With the adoption of responsible investing slower in private markets compared to public markets, 2021 is likely to be a year of growth for ESG investments in the private markets.
This is partly attributed to growing evidence that supports value creation through ESG, and test cases of long-term return generation within private capital.
While environmental issues like climate change will continue to dominate investment flows, social considerations are expected to be an increasingly important driver too. “Private market investors will begin to focus more on the ‘S’ in ESG as the risks associated with ‘S’ failures are magnified in a post-Covid-19 world. Stakeholders will place greater emphasis on social factors affecting investments. Social bonds rose to 15% of total bond issuance in FY20, up 10% from FY19, a trend we expect to translate into the private markets,” notes Yoon Ng, Broadridge senior director, APAC insights.

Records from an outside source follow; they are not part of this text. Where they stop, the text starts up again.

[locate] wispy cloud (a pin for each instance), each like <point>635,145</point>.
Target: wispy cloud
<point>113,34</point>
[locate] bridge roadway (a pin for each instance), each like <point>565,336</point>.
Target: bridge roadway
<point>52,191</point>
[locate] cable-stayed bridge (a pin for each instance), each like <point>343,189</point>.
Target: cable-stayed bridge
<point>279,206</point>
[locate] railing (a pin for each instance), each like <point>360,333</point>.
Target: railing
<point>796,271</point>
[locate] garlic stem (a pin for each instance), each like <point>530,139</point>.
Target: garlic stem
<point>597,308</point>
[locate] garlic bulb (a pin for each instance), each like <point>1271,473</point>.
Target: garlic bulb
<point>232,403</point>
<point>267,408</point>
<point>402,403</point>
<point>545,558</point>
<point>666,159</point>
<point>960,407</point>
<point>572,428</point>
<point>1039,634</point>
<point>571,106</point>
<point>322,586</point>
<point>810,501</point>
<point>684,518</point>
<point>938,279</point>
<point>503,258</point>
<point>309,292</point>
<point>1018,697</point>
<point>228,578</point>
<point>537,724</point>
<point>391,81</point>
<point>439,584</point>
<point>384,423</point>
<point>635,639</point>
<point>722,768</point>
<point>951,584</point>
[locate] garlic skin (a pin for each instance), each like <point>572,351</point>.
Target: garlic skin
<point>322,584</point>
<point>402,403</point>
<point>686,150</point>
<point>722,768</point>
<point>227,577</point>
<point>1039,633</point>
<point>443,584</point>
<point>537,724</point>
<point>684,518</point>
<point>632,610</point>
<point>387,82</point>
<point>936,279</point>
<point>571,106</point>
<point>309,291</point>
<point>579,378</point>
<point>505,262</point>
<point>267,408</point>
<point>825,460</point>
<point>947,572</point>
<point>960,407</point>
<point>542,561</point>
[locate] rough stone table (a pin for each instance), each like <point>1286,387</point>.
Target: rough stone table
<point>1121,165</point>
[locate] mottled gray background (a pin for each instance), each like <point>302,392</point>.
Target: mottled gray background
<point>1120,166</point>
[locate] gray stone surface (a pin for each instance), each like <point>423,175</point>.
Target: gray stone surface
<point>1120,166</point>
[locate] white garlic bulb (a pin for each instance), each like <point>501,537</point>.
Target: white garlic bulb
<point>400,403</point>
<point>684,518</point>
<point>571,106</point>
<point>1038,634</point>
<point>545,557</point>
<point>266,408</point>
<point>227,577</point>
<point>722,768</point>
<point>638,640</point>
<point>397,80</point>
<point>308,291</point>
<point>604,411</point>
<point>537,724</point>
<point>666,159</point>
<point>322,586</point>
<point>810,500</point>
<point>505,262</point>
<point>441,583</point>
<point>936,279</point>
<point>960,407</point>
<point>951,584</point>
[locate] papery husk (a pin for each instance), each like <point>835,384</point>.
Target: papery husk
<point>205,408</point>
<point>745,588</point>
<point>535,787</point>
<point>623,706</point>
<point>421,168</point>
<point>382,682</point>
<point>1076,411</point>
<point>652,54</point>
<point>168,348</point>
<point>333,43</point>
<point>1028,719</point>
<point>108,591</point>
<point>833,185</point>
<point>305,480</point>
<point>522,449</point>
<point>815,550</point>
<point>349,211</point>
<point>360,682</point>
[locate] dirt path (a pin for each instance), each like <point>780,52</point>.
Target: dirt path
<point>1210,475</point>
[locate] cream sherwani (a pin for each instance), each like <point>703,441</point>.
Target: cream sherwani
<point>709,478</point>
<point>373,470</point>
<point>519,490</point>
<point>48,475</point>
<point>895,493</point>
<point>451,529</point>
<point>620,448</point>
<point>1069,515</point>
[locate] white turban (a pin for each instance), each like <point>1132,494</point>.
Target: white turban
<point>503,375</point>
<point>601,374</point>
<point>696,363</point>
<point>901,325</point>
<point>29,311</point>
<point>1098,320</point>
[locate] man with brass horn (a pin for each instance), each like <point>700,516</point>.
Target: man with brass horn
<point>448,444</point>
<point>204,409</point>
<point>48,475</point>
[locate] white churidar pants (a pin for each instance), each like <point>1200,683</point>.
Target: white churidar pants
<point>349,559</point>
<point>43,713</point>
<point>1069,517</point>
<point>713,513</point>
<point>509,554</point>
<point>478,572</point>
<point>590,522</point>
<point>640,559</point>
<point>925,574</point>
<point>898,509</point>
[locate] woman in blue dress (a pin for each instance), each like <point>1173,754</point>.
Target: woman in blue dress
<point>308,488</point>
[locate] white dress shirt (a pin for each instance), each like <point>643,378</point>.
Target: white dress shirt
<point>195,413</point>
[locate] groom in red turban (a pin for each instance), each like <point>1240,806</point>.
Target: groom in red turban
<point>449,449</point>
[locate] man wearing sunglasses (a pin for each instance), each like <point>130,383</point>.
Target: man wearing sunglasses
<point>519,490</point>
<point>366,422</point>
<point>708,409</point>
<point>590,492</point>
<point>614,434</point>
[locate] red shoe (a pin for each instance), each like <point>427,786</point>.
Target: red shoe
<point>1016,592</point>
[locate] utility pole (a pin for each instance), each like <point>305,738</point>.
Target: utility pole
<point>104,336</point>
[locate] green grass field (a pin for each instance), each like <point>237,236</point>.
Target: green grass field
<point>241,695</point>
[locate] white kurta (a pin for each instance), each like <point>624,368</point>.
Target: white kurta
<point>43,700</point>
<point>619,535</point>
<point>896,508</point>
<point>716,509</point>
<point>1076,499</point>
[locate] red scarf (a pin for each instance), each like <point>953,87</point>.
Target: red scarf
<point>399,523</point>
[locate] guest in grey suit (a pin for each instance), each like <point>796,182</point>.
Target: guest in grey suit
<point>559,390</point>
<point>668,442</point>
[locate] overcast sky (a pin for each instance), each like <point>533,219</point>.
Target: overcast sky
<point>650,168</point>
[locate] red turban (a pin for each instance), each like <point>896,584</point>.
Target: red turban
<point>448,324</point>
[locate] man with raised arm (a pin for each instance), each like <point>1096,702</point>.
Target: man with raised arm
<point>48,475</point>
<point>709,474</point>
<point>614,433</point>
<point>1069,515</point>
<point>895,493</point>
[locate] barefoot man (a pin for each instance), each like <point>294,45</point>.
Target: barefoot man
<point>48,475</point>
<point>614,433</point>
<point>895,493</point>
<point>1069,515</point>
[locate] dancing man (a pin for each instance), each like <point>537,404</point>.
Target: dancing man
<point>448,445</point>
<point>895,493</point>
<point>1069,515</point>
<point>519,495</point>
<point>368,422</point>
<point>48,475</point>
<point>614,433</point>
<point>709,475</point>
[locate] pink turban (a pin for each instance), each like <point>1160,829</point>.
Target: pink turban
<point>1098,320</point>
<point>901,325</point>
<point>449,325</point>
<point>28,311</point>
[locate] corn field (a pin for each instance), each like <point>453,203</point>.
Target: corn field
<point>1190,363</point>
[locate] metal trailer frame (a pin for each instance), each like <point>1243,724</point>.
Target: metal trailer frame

There is a growing interest from investors for private debt investments to account for ESG, particularly in Europe, the report states. Key challenges include the lack of objective, consistent and timely publicly available data on private companies, which tend to be small to medium-sized firms. There is also less pressure from the public eye to “do good” due to the relative lack of transparency in the private loan space compared to its public peers.
However, efforts are ongoing to improve ESG application within private debt. There has been headway in rectifying the issue of a lack of transparent data, via a combination of private and public data sources. In the private space, external rating firms have been used by companies to estimate the carbon footprint of smaller firms. In the public domain, unifying frameworks have been set by United Nations’ Principles for Responsible Investing, the Sustainability Accounting Standards Board, development finance institutions, and regulators around the world.
Data show that direct lending forms the bulk of private debt strategies, with a 37% share of assets under management. It is also the fastest-growing strategy within private debt at 19% compound annual growth rate over the last five years. With senior debt, Europe and North America have been attracting the bulk of the flows in direct lending.